1997 California State Assembly - Certificate of Recognition for Receiving the Dominguez Brand Award
for City Government.

2001 CPOA (California Police Officers Ass'n.) Award for Contributions and Dedication to Public Safety
and the Law Enforcement Profession.

2006 Proclamation from the City Council of the City of Rancho Palos Verdes for “founding and
organizing the Rancho Palos Verdes Neighborhood Watch Program and providing outstanding
leadership for this grassroots volunteer organization”.

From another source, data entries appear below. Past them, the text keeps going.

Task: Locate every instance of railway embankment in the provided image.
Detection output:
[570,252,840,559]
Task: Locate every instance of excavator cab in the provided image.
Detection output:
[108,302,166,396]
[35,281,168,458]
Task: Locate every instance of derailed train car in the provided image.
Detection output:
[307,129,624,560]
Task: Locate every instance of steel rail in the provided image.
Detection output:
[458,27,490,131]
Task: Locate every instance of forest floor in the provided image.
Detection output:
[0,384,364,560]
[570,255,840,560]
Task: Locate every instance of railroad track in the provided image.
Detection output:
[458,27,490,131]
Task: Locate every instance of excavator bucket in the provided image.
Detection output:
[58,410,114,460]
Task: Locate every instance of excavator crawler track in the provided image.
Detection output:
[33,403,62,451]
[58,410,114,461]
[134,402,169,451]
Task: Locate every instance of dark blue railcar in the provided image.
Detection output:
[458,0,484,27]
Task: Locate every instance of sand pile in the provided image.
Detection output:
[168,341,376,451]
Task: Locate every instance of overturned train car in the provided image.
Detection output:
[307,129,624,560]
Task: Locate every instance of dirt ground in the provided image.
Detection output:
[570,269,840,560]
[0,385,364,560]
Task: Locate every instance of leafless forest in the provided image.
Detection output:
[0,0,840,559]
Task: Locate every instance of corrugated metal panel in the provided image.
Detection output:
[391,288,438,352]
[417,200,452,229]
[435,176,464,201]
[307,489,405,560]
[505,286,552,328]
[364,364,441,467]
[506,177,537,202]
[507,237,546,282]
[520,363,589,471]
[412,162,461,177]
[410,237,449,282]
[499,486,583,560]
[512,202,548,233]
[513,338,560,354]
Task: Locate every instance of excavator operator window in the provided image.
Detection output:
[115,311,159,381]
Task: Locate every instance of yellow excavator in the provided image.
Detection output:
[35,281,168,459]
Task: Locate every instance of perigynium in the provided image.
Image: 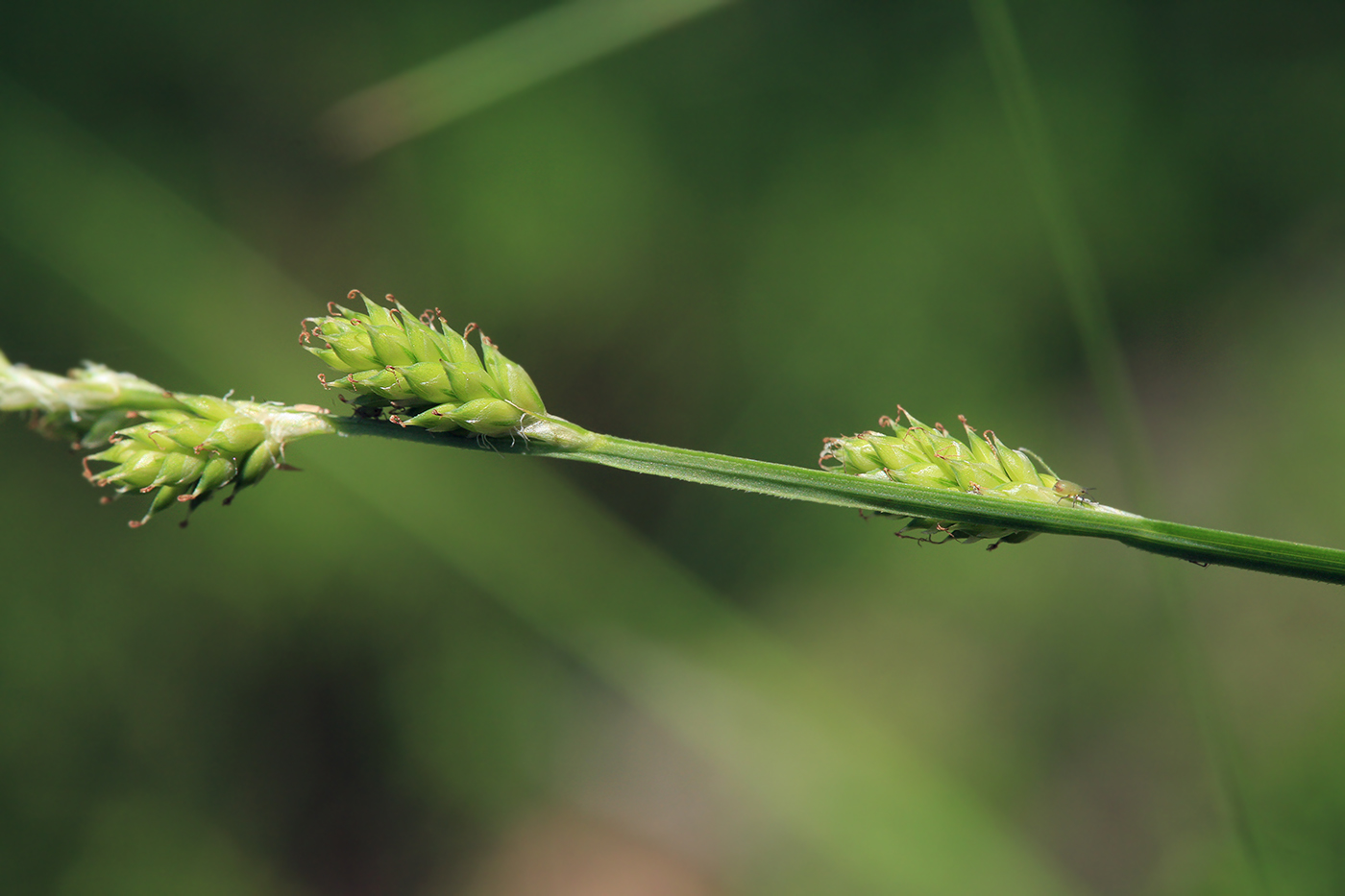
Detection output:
[819,405,1115,549]
[0,292,1345,584]
[300,291,592,448]
[0,353,336,527]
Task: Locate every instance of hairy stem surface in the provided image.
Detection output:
[332,417,1345,584]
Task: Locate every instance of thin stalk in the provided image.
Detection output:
[332,417,1345,584]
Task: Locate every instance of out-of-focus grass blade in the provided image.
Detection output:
[0,82,1069,896]
[971,0,1272,893]
[322,0,732,160]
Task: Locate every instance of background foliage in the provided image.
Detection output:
[0,0,1345,896]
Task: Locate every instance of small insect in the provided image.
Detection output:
[1052,479,1088,504]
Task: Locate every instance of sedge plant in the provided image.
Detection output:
[0,292,1345,584]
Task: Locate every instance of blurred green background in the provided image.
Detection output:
[0,0,1345,896]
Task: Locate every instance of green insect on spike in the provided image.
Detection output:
[1050,479,1088,506]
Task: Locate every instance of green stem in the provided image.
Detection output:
[333,417,1345,584]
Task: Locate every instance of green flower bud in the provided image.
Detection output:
[958,414,1003,470]
[861,432,929,470]
[990,432,1041,486]
[889,463,959,489]
[397,360,456,405]
[452,399,524,436]
[369,326,417,367]
[194,414,266,457]
[952,462,1006,493]
[818,433,884,475]
[300,292,599,447]
[820,405,1110,547]
[179,396,236,420]
[481,333,546,416]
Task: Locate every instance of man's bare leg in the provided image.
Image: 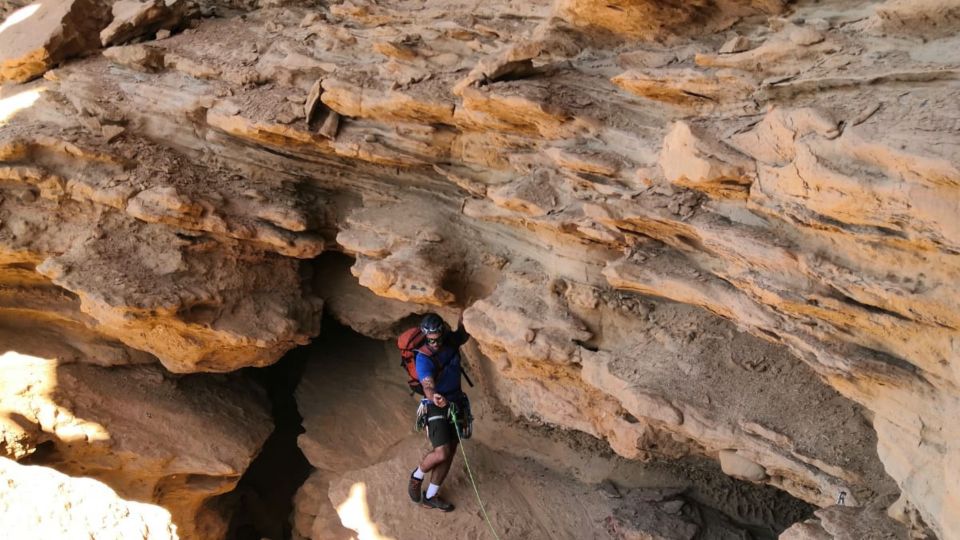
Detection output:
[420,442,457,486]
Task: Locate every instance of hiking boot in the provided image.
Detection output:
[420,493,454,512]
[407,469,423,502]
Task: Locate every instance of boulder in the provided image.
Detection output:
[0,0,110,83]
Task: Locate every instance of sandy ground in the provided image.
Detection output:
[295,324,809,540]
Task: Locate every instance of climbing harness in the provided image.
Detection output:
[450,403,500,540]
[413,394,473,439]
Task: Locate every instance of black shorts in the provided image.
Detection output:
[427,403,457,448]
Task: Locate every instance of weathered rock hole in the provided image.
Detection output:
[223,316,813,540]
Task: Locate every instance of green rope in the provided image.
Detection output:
[450,403,500,540]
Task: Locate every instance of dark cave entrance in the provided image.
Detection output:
[227,346,313,540]
[227,308,815,540]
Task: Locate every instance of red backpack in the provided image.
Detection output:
[397,327,443,395]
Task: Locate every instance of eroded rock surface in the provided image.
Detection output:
[0,0,960,540]
[0,352,271,538]
[0,457,181,540]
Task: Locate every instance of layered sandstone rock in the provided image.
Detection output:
[0,457,181,540]
[286,322,808,540]
[0,352,271,538]
[0,0,110,82]
[0,0,960,539]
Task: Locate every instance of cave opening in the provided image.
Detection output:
[227,346,311,540]
[221,308,814,540]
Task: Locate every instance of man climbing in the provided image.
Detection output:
[407,313,470,512]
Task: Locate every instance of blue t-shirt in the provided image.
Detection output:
[417,327,470,397]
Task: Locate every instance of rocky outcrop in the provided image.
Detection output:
[0,0,960,540]
[294,322,808,540]
[0,457,180,540]
[0,352,271,538]
[779,501,911,540]
[0,0,110,83]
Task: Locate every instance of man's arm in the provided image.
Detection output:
[417,353,446,407]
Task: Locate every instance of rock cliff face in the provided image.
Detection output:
[0,0,960,540]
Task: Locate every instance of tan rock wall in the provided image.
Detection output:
[0,0,960,540]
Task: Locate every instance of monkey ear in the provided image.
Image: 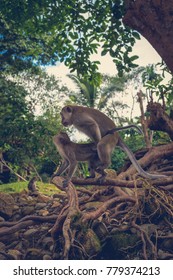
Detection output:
[66,106,72,113]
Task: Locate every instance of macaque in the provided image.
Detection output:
[60,105,166,179]
[52,132,100,187]
[53,124,142,186]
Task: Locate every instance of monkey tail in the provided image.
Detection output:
[104,124,144,136]
[118,139,167,179]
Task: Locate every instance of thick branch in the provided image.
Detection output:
[123,0,173,72]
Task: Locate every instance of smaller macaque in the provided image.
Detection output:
[52,132,101,187]
[52,125,142,187]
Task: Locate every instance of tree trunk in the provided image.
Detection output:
[137,90,152,149]
[123,0,173,72]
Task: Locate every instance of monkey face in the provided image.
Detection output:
[60,106,73,127]
[53,131,70,145]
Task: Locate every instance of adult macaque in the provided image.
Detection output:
[53,132,100,187]
[60,105,165,179]
[53,125,142,186]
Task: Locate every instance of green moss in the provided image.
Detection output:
[0,182,59,195]
[111,232,139,251]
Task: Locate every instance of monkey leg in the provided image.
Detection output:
[97,134,118,169]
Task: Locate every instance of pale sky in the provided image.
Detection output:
[47,38,161,88]
[47,38,161,140]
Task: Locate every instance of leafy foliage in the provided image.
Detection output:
[0,0,139,82]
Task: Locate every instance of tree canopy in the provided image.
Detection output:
[0,0,139,82]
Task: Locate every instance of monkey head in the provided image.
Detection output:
[60,106,73,127]
[53,131,71,145]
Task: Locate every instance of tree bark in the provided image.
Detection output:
[123,0,173,72]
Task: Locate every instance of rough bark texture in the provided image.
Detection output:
[123,0,173,72]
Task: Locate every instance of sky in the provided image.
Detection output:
[47,37,161,123]
[47,37,161,140]
[47,37,161,88]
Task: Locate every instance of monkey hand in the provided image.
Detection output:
[86,174,95,179]
[62,179,70,188]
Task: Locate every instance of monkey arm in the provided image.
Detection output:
[74,116,102,143]
[53,160,69,177]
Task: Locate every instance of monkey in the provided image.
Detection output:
[28,176,38,193]
[52,124,143,186]
[60,105,166,179]
[52,131,100,187]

2006 National Sheriff's Ass'n. and Dept. of Justice Assistance. The second ever award as the “Most
Exemplary Neighborhood Watch in the US” - not only for our Neighborhood Watch program, but
for our Emergency Preparedness Program, which we have shared with other jurisdictions. They
covered the trip to Fort Lauderdale for both my husband and me to receive the award from the
head of the Dept. of Justice Assistance.

2008 I was invited by the Dept. of Justice Assistance to the first National Watch Program in Lexington,
Ky. The purpose of this table-top conference was to brainstorm on how each of our disciplines
could contribute to protection from terrorism. One person from different disciplines and sectors
in the U.S. represented and shared information. I represented Neighborhood Watch for the
entire U.S. Other agencies represented were heads of such entities as marijuana law
enforcement in Kansas, truck drivers, real estate agents, boaters, Coast Guard, universities,
transportation etc. I was the only volunteer.

2011 Woman of the Year nominee from Assemblywoman, Bonnie Lowenthal.